Jean de Brebeuf, born at Conde-sur-Vire, in the Diocese of Bajon (now Constance), of an illustrious family and Isaac Jogues, born in Orleans, are regarded as their leaders and masters and rightly so. For they were valiant men, fired with apostolic zeal, living most mortified lives, in intimate prayerful union with God and, at times, were honoured with heavenly visions.
Not unlike them, were their four companion Priests: Antoine Daniel, born at Dieppe, Gabriel Lalemant and Charles Gamier, both Parisian born and Noel Chabanel, a native of Mende – all of these faithfully fulfilled their Priestly functions, labouring principally in various villages of the Huron country.
Frequent raids by the Iroquois, a hostile neighbouring tribe, often wrought havoc in the Huron missions and seriously endangered the lives of the Fathers in charge of them. In 1642, on a journey from Quebec to the Huron country, Isaac Jogues, together with Rene Goupil, a lay co-adjutor of the Society of Jesus, fell in with the Iroquois, who held him and his companion as slaves and subjected them to most horrible torments. In the same year on the 29th of September, Rene was killed by order of an old savage, out of hatred for the Cross of salvation. It was near Auriesville, in the present State of New York, where this most sincere man breathed forth his soul to God.
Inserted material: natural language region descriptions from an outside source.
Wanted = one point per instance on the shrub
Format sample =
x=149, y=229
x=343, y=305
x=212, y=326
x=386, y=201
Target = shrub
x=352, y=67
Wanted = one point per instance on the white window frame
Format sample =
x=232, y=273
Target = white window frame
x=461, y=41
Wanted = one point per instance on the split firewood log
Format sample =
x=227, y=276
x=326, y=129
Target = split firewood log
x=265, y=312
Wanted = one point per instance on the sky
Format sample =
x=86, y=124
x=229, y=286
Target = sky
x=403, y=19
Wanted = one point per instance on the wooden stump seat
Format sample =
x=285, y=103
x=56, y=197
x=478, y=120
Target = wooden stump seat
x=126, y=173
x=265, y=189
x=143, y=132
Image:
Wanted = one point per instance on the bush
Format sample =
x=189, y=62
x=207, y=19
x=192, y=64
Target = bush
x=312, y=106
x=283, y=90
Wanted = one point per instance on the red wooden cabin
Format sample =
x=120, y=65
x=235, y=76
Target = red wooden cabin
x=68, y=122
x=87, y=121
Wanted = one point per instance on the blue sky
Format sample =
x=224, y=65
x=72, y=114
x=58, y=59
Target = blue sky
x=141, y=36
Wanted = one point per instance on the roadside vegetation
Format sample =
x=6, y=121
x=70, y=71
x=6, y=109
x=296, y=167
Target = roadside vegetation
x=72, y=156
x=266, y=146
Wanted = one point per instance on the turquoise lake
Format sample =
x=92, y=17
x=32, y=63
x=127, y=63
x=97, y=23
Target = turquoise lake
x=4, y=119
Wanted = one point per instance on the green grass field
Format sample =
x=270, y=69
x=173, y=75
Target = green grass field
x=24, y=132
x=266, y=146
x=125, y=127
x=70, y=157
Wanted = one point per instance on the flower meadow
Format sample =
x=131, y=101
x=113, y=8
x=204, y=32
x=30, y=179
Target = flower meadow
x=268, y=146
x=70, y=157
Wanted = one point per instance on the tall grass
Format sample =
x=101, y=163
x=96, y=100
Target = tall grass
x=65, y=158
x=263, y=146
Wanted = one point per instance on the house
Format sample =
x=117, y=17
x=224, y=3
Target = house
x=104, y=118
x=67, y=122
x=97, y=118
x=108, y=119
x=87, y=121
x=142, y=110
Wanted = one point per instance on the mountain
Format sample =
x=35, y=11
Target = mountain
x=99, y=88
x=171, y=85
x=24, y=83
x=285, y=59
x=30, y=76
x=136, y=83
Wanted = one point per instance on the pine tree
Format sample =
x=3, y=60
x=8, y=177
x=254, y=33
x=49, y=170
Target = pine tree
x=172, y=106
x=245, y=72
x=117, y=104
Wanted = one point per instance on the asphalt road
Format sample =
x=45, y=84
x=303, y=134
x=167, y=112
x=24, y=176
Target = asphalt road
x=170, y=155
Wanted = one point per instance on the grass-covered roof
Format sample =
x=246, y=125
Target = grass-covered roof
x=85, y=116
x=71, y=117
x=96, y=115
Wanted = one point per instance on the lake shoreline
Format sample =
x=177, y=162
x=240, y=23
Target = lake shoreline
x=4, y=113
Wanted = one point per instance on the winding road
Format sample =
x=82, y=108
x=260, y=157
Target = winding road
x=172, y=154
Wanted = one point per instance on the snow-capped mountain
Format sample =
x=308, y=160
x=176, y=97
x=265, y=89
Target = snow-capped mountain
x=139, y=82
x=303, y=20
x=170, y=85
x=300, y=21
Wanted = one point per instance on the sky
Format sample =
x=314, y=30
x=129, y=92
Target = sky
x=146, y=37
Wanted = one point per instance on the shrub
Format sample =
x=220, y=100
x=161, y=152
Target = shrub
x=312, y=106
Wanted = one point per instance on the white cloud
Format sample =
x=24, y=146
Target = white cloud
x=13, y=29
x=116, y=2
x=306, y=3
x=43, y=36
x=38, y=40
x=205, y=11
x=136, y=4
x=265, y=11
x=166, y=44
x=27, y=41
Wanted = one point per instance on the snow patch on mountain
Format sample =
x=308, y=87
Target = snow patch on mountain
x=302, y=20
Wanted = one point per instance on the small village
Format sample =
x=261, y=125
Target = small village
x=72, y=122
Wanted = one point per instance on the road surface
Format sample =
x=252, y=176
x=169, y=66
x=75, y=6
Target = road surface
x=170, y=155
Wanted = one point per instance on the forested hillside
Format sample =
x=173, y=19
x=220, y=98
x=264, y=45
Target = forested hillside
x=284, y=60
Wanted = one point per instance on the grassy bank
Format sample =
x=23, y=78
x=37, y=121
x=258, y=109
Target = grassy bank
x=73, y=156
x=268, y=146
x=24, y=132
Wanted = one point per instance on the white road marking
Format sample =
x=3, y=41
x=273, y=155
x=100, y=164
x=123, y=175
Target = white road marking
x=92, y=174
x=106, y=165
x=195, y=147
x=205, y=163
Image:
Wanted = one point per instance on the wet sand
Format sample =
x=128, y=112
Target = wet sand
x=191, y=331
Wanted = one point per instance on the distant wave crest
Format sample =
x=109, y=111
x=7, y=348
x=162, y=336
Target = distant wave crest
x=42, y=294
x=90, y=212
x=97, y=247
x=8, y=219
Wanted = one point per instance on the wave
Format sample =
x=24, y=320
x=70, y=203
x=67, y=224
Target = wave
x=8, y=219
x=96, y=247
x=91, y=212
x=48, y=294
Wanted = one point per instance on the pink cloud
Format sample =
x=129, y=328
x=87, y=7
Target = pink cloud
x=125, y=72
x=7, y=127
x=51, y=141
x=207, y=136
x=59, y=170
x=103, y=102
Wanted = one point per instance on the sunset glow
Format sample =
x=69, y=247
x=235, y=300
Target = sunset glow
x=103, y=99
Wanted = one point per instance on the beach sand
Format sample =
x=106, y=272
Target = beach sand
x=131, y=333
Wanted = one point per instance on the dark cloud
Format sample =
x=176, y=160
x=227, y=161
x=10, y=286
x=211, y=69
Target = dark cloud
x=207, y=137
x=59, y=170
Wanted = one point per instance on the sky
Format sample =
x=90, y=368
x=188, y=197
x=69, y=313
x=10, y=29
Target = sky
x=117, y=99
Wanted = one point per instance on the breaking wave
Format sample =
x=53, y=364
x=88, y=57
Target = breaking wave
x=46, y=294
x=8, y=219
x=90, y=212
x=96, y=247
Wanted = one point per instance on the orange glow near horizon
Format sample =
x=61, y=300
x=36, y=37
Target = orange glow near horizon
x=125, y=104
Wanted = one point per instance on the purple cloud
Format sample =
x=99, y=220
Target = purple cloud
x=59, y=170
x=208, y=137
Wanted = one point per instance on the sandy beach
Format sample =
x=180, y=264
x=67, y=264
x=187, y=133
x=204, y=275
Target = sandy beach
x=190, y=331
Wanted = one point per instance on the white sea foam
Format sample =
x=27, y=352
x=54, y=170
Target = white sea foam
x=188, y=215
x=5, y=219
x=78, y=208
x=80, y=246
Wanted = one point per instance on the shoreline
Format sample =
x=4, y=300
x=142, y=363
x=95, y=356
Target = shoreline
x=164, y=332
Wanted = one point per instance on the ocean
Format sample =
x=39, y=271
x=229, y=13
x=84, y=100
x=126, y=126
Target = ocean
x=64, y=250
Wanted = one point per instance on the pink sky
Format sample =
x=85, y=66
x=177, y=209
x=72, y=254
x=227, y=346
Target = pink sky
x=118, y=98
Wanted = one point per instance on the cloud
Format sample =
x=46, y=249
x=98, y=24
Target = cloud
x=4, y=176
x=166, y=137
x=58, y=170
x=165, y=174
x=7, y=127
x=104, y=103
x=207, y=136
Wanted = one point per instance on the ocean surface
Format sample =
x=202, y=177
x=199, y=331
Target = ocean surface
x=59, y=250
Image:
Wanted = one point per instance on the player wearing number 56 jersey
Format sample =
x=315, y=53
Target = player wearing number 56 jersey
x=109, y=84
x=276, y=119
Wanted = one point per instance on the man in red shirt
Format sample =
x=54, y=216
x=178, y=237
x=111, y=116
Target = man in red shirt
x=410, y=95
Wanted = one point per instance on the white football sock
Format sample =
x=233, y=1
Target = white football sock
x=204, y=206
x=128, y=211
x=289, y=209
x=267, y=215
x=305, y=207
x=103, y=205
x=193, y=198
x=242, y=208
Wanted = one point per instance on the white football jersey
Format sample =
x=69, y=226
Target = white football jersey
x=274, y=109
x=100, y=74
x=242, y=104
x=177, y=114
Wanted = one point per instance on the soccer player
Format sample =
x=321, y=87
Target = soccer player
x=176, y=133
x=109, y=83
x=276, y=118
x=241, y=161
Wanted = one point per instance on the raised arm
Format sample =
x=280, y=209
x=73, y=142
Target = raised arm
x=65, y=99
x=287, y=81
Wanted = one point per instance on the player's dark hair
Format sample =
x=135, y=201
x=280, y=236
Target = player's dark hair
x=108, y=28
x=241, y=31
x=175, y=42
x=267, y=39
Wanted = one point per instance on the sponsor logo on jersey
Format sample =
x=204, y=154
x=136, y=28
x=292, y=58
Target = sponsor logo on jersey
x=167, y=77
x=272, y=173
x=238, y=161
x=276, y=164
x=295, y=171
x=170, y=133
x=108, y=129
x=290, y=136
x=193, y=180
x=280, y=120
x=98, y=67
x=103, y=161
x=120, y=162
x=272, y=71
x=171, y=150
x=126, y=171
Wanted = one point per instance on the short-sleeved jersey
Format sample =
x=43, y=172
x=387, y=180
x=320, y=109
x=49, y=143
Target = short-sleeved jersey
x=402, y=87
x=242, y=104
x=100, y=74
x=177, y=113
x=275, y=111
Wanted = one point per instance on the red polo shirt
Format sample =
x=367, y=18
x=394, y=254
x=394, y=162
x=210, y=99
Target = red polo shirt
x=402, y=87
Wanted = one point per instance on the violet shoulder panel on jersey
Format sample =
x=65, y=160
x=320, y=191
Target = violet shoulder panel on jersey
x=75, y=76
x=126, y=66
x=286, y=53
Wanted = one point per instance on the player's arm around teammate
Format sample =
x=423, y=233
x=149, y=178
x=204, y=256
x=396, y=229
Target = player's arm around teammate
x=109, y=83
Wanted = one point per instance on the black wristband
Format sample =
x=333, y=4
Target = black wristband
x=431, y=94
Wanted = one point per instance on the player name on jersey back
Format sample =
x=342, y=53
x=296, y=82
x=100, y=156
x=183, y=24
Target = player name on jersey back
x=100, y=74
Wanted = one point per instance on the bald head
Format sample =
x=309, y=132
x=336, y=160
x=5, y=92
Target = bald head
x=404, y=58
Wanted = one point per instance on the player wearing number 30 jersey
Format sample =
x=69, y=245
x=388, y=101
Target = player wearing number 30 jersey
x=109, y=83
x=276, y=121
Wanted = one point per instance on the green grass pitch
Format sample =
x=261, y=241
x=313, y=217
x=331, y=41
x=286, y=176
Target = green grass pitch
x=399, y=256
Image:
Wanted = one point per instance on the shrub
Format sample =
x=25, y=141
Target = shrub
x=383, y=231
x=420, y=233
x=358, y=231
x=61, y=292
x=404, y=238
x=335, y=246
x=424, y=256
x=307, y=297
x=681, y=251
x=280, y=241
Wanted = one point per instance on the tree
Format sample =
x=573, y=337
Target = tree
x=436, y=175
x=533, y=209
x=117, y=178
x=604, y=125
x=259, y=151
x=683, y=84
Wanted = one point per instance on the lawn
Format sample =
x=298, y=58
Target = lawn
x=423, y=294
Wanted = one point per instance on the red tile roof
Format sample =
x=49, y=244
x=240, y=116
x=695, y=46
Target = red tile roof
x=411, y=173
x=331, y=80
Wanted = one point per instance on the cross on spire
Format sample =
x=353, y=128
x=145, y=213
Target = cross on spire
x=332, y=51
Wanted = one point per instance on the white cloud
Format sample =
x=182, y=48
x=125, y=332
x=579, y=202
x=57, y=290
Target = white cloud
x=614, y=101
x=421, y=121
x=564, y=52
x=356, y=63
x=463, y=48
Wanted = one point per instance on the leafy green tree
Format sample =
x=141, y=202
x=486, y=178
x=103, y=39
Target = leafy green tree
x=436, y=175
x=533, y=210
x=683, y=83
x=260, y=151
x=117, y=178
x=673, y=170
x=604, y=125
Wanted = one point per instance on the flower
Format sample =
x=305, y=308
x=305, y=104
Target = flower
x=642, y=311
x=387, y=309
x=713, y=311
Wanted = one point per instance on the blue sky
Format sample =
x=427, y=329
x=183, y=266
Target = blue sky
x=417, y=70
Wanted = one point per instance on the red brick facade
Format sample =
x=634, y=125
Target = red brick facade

In the following year Isaac managed to escape and made his way back to France. He returned to America after another year and along with John Lalande, who was also a co-adjutor of the Society of Jesus, made a second and third journey to the savages, his erstwhile tormentors.
On 18 October 1646, in the present diocese of Albany, Isaac was struck with a tomahawk and thus obtained the Palm of Martyrdom. The following day his companion, John, meeting with a like fate, took his flight to Heaven, to be rewarded with the same Crown of Martyrdom.
On 4 July 1648, in an attack upon the village of St Joseph by the Iroquois, Antoine Daniel, in charge of the Huron mission there, was slain while fearlessly defending his flock. Overwhelmed by a shower of arrows and bullets at the entrance of the Church, like a good shepherd he laid down his life for his sheep. Within a year, on 16 March 1649, at St Ignace, a village situated in what is now the Province of Ontario, Canada, John de Brebeuf and Gabriel Lalemant were captured by the Iroquois. That same day, Brebeuf, rightly called the Apostle of the Hurons, died a glorious death, after undergoing long drawn-out tortures of the most atrocious description, during which, this gallant soldier of Christ manifested such fortitude, as to excite even the admiration of the savages themselves. On the following day Gabriel Lalemant suffered the same cruel Martyrdom, during which, he showed the same heroic virtue.
In December of the same year, 1649, on the eve of the Immaculate Conception of the Blessed Virgin Mary, Charles Garnier, after several bullet Wounds was killed by a blow from a hatchet, thereby adding a glorious Crown to a life of exceptional innocence. On the following day Noel Chabanel became the victim of the treachery of a Huron apostate, who killed him and threw his body into a river. His longing for the Palm of Martyrdom was thus realised in his own beloved mission. Although he felt a natural repugnance for this work among the savages, hero that he was, he bound himself by a vow to remain in this mission until death.
These eight Martyrs, the first in North America, were Beatified by Pope Pius XI in 1925 and were Canonised by the same Pontiff five years later.